4. The intelligent double-sided transfer window for automated transfer of biological samples according to claim 3, characterized in that, It also includes a control system, which is connected to the window and door drive assembly and the gear transmission assembly respectively, and is used to respond to external transmission requests, control the motor to drive the drive slider to slide, or control the pallet to sequentially perform the action sequence of extending from the first window and door, retracting, moving to the second window and door, and extending from the second window and door. The control system ensures that only one of the first and second windows can be opened at any given time.
5. The intelligent double-sided transfer window for automated transfer of biological samples according to claim 4, characterized in that, Multiple position sensors are spaced apart along the direction of movement within the sensor slide. All of the position sensors are electrically connected to the control system. When the drive sensing block moves to different sensor positions along with the drive slider, the control system can acquire the corresponding position signal, thereby achieving closed-loop control of the extension, retraction, and movement of the pallet.
6. The intelligent double-sided transfer window for automated transfer of biological samples according to claim 5, characterized in that, The gear transmission assembly includes meshing gears and racks, a gear fixing bracket for fixing the gears, and a gear drive motor for driving the gears to operate. The pallet is fixed above the rack, and two second sliding rails are fixed at the bottom of the pallet. The two second sliding rails are respectively located on both sides of the rack, and the pallet is slidably mounted on the two sliding rail mounting plate through the two second sliding rails.
7. The intelligent double-sided transfer window for automated transfer of biological samples according to claim 6, characterized in that, The gear transmission assembly further includes a second sliding guide rail and a cable chain, wherein: The second sliding guide rail is disposed on the two sliding rail mounting plates, and the second sliding track is slidably sleeved on the second sliding guide rail; The cable chain is installed on one side of the gear fixing bracket to accommodate and guide the follower cable.

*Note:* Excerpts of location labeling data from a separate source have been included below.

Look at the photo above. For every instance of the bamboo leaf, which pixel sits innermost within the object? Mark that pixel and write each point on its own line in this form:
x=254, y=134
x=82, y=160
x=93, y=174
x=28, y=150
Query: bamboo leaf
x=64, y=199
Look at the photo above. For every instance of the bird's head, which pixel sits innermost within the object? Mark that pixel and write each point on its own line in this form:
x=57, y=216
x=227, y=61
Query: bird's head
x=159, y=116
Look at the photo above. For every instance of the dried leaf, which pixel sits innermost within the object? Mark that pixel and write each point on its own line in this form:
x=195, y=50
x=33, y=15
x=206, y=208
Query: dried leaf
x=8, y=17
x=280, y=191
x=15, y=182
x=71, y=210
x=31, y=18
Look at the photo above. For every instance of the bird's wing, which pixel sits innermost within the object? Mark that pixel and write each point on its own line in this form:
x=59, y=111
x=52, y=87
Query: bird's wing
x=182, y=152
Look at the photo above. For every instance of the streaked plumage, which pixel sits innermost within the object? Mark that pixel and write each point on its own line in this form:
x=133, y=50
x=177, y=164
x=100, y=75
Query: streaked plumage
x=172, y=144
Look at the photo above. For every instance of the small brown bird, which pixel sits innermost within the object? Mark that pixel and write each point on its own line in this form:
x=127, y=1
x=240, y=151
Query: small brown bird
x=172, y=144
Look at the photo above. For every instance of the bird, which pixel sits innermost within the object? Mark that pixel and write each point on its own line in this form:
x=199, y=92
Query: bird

8. The intelligent double-sided transfer window for automated transfer of biological samples according to claim 1, characterized in that, It also includes a cover plate assembly, which comprises an outer cover plate and an inner cover plate, wherein: One side of the outer cover is provided with a power interface and a network interface, which are arranged at intervals. The other side is provided with a display screen and a fan hood facing the internal heat source installation position.
9. The intelligent double-sided transfer window for automated transfer of biological samples according to claim 8, characterized in that, The external cover also integrates a power switch button, an NFC identification module, a face recognition module, a voice control module, and an electrical cabinet door.
10. The intelligent double-sided transfer window for automated transfer of biological samples according to claim 1, characterized in that, The inner side of the window and the corresponding slide rail are also equipped with a micro-heating defrosting strip.